콘텐츠로 이동

Mamba: Linear-Time Sequence Modeling with Selective State Spaces — Under the Hood

Source: Mamba: Linear-Time Sequence Modeling with Selective State Spaces — Albert Gu & Tri Dao (arXiv:2312.00752v2, CMU + Princeton)

Overview

Mamba is an architecture that replaces the Transformer's quadratic-scaling self-attention with a selective state space model (S6) that runs in linear time. The key insight is that classical SSMs are fast but dumb (they can't select what to remember), while Transformers are smart but slow (O(L²) memory in the sequence length). Mamba breaks this tradeoff through a hardware-aware algorithm that materializes expanded states only in fast GPU SRAM rather than slow HBM.

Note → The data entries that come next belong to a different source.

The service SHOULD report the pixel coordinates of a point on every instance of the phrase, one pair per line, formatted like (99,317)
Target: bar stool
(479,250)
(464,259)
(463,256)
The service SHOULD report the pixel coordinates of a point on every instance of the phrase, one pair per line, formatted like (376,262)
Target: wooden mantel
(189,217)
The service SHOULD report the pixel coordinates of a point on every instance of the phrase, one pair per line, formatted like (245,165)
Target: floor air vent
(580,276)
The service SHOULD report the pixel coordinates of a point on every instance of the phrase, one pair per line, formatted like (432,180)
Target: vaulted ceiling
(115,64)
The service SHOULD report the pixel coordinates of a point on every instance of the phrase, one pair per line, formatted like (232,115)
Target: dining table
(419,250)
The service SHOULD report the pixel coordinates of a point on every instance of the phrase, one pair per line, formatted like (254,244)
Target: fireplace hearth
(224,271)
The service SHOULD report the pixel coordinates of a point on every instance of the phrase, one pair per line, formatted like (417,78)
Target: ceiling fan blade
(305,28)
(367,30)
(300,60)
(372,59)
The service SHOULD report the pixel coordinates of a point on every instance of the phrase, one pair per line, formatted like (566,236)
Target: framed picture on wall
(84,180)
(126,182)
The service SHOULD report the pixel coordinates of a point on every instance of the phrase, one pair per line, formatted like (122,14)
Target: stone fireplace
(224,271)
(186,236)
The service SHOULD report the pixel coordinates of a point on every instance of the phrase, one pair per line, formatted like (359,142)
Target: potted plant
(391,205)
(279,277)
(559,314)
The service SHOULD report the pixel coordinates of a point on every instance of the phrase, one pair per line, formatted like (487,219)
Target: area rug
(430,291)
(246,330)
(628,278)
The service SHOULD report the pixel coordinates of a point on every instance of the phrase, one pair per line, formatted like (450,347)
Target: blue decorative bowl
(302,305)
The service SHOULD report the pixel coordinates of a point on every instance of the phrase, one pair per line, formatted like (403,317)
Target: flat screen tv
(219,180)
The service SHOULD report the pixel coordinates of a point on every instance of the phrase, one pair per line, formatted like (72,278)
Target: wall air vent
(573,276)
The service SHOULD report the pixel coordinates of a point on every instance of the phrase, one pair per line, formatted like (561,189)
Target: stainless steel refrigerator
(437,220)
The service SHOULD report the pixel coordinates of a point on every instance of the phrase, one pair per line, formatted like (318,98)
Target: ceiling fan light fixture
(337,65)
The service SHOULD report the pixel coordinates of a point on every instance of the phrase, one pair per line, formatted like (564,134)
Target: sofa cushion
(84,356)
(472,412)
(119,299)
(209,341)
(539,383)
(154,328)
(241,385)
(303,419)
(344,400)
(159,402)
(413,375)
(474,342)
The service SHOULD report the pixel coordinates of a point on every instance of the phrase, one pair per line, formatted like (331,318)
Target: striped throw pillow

1. The Fundamental Tradeoff: Context Compression

All sequence models trade off between two forces:

flowchart LR
    subgraph Transformer
        attn["Self-Attention\nStores full KV cache\nO(L) memory per layer\nO(L²) compute\nCan selectively attend anywhere"]
    end
    subgraph RNN
        rnn["Recurrence\nFixed-size hidden state h\nO(1) memory per step\nO(L) compute\nCannot selectively forget"]
    end
    subgraph Mamba
        ssm["Selective SSM\nInput-dependent state transitions\nO(1) inference memory\nO(L) compute\nCAN selectively remember/forget"]
    end

    Transformer -->|"too slow"| gap["efficiency gap"]
    RNN -->|"too rigid"| gap
    gap -->|"solved by"| Mamba

The efficiency vs. effectiveness axis can be understood as a state compression problem: - Attention: does not compress (stores all context) → effective but O(L²) - LTI SSM: compresses to fixed-size state → fast but cannot select relevant content - Mamba (S6): input-dependent compression → fast AND content-aware


2. State Space Model Mathematics

2.1 The Continuous System

A structured SSM maps a 1D input sequence x(t) → y(t) through a hidden state h(t):

h'(t) = A·h(t) + B·x(t)    (state update)
y(t)  = C·h(t)              (output projection)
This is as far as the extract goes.